I bought myself a bike this week (oops, I mean my children bought me a bike for Mother’s Day.) I haven’t owned a bike since I was probably 10, and I can remember exactly the last time I rode one 17 years ago. We had a family reunion in the mountains and went on a bike ride where I was stung by a bee, and then later, another bee. I remember guzzling Benadryl because I’m allergic to bee stings, and my husband remembers my stranger than usual sleep talk as a result of the Benadryl (“Bob Roberts. Rob Robertson? Bob Rob Roberts…”). I don’t blame the bike for the bee sting – I blame my sweet husband (at least for sting #1) who, in an effort to helpfully brush the bee away, actually made it so angry that it stung me. Although my pain that weekend wasn’t related to the bikes, somehow it’s all tied together in my memory and apparently the sting still lingers.
I never really missed owning a bike until my kids were old enough to have their own and wanted to go on longer rides.

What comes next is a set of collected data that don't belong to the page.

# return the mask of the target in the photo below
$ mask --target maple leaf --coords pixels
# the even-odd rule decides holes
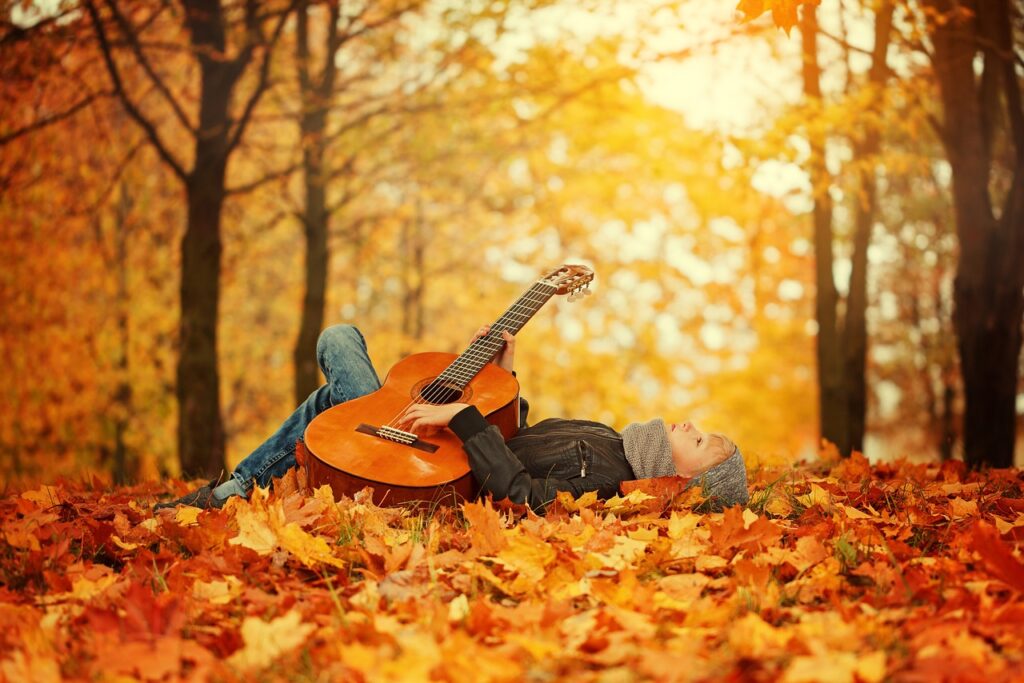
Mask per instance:
[[[233,504],[234,506],[228,509],[235,513],[238,535],[228,542],[255,550],[260,555],[269,555],[277,549],[277,535],[270,528],[270,520],[266,514],[256,506],[243,502],[235,504],[234,500],[229,500],[227,505]]]
[[[971,525],[970,547],[985,561],[988,570],[1003,583],[1024,593],[1024,563],[1013,556],[999,532],[991,524],[975,521]]]
[[[771,0],[772,3],[772,21],[775,25],[786,32],[789,35],[790,30],[796,26],[797,17],[796,10],[802,4],[806,4],[804,0]],[[817,0],[814,1],[817,4]]]
[[[319,505],[316,501],[311,504]],[[323,537],[314,536],[297,523],[286,521],[284,503],[277,499],[270,501],[267,489],[257,487],[248,501],[231,498],[225,509],[234,515],[238,524],[238,534],[229,541],[232,545],[255,550],[260,555],[269,555],[282,548],[307,566],[318,563],[345,566]],[[298,509],[292,509],[300,518],[305,518]]]
[[[770,519],[750,510],[741,511],[739,507],[727,509],[721,522],[711,523],[709,528],[716,551],[730,555],[743,547],[751,550],[767,548],[782,536],[782,529]]]
[[[743,21],[753,21],[764,14],[764,3],[765,0],[740,0],[736,9],[743,12]]]
[[[493,555],[508,547],[505,526],[490,500],[483,503],[464,503],[462,514],[469,522],[473,547],[483,555]]]
[[[297,610],[270,621],[246,617],[242,622],[245,645],[228,658],[228,663],[243,671],[265,668],[281,655],[305,643],[315,630],[313,624],[303,623]]]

Every spring for the last nine years, I’ve suggested that my husband and I buy some bikes but we never have, partly because we’ve felt pressure to get a good bike, one that won’t embarrass us in front of our cyclist friends. Also, summer is the time of year when my paycheck is cut by 75%, so it’s not the best time to shell out a lot on something we’re not even sure we’ll use very often. Then there’s the whole bike trailer/child seat issue, since we had younger kids we needed to drag along with us. Plus, having to deal with tire repairs far from home, having to wear a helmet in a town where almost nobody wears helmets (or seat belts, for that matter), and worrying that while I’m on my bike, one of my children will wander into traffic…
As usual, I was overthinking things. I talked myself out of getting a bike again and again so summer after summer has gone by with us missing the chance to go on family outings and now I have this big fat item which needs to be checked off of my big fat list. Here’s why I decided to just go buy an inexpensive Huffy cruiser, conveniently summed up in those lovely flowery Facebook memes I usually just scroll past:
“Done is better than perfect.” I remind myself of this often when I’m cleaning, weeding the garden, or trying to cram in some exercise each day. There’s no shortage of advice out there on the Right Way to do something, and sometimes I let that get in the way of me doing anything at all. But I finally decided, who cares if someone thinks my tangerine cruiser is lame? I’m not buying it to impress anyone – I just want to do stuff with my kids, and this will serve the purpose just fine.
“Don’t wait for the perfect moment. Take the moment and make it perfect.” If we had waited for just the right time, financially and career-wise, to have children, we still wouldn’t have any. Same goes for a lot of trips we’ve taken and experiences we’ve given our kids. That’s not to say we should do whatever we want whenever we want and go into debt to do it, but there’ll never be flashing neon lights giving us the go-ahead. Sometimes we have to decide to act and then just go for it. This also applies to the smaller day-to-day things. If I waited for all my other demands and priorities to part like the Red Sea and leave a clear path before I exercised each day, I’d never do it.
Yes, wearing a helmet to ride half a block with my preschooler looks like overkill, but I want to model for him that just like we buckle up every time, we have the same expectations for helmets. Our family has seen first-hand what a head injury can do, so we’re trying to do whatever is in our power to protect our boys’ precious brains, which might possibly be their most attractive feature. I also should mention that my very stylish sister gave me her old helmet and she has excellent taste, so I probably look quite chic cruising through the neighborhood, thank you very much.
I still haven’t had time to go out for a long ride yet, but on Saturday after my middle two boys changed their inner tubes and my youngest pulled out his new birthday bike, the four of us went on a short ride. I rode slowly next to my preschooler as the other two zipped past, went around the block, then zipped past again, shouting, “This is so fun!” None of my sons told me my bike wasn’t fancy enough or that my helmet made me look like a square, and if any of my neighbors were thinking it, let’s face it – they were probably right. But the best part was that I didn’t even care.